The Small Things

Enda Walsh
Paines Plough
Menier Chocolate Factory
(2005)

The Small Things publicity image

Paines Plough, under new National Theatre of Scotland director Vicky Featherstone, have carved out a place as leaders in the development of new writing.

This Other England seems a misnomer for their new season of four plays at the Menier Chocolate Factory, in that there are playwrights from three of the four corners of the British Isles. Quite why Wales has been neglected is unclear, especially when the company continues to work with Abi Morgan and Gary Owen.

The opening play is by London-based Irishman Enda Walsh, best known for another claustrophobic two-hander, Disco Pigs, which after cult stage success became a feature film. It features two elderly people on a long, narrow slice of stage space, symbolising the precariousness of their world. Literally nothing is grounded in Neil Warmington's set. The armchairs, tables and even ceramic knick knacks are all suspended.

From separate mountain tops, Bernard Gallagher's old man and Valerie Lilley's old woman initially deliver seemingly unrelated monologues punctuated by their alarm clocks, like chess players who come into action on a clock's striking.

She talks of her control freak father's manipulation of her life where everything runs by clockwork, while his subject is childhood lust for his mother.

The pair with their North Country accents became friends between the ages of 6 and 12, sharing a mutually embarrassing experience at a swimming pool. To this point, the story is opaque but genial enough.

Then The Small Things moves into the chilling territory explored by Caryl Churchill in Far Away. Into the story of burgeoning pre-teen love comes the man from the chip shop. He cuts tongues silencing the village's children, not metaphorically but literally.

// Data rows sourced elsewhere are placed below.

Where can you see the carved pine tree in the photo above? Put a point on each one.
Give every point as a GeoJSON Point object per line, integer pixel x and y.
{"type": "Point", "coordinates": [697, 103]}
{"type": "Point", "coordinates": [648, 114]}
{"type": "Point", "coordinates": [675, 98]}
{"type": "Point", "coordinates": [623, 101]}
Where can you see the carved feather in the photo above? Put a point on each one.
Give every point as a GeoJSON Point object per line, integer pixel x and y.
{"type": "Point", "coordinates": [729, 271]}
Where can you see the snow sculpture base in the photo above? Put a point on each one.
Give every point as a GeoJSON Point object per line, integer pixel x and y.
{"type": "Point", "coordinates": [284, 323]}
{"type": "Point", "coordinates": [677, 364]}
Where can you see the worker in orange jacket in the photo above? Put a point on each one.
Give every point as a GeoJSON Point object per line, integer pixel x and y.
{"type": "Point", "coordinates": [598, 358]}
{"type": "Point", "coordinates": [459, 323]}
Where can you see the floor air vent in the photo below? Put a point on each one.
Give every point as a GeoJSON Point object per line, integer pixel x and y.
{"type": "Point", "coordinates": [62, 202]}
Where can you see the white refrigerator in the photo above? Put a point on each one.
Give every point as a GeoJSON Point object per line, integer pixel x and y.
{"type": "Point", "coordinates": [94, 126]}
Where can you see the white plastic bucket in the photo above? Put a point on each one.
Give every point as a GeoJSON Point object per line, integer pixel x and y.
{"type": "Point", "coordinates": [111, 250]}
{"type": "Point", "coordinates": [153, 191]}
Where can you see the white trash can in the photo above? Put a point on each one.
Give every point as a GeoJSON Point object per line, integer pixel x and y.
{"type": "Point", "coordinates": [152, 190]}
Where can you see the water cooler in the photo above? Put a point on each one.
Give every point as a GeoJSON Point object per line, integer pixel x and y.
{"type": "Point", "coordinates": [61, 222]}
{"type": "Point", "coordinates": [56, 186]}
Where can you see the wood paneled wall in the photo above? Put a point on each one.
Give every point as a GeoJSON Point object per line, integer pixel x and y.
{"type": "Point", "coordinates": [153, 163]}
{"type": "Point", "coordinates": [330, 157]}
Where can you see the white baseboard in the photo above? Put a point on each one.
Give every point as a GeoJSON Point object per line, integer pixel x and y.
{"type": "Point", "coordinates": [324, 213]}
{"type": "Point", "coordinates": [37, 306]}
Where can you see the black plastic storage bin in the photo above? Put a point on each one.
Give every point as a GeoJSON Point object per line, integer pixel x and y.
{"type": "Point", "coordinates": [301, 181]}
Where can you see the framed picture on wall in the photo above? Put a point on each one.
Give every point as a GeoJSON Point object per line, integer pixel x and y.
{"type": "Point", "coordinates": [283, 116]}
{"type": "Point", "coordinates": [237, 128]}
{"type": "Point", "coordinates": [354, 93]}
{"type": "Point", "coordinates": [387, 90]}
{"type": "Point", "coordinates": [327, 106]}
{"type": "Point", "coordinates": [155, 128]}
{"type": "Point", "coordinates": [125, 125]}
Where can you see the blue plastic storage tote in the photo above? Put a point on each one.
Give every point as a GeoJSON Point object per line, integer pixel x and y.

Soon, we have descended into a terrifying society where genocide is the norm. Whether the setting is This Other England in the future or an imaginary country, ceases to matter. Walsh and his characters have the ability to send many chills down the spine as the full scale of the horror emerges, counterpointed by the love of the pair still strong so many years later. This endures despite their ignorance as to whether the other is even alive.

Under Miss Featherstone's direction, the performances are both excellent and, after the mysterious opening, the play achieves its goal of presenting genocide from an offbeat viewpoint that personalises the horrors. The Small Things does not always provide comfortable viewing but it should be seen.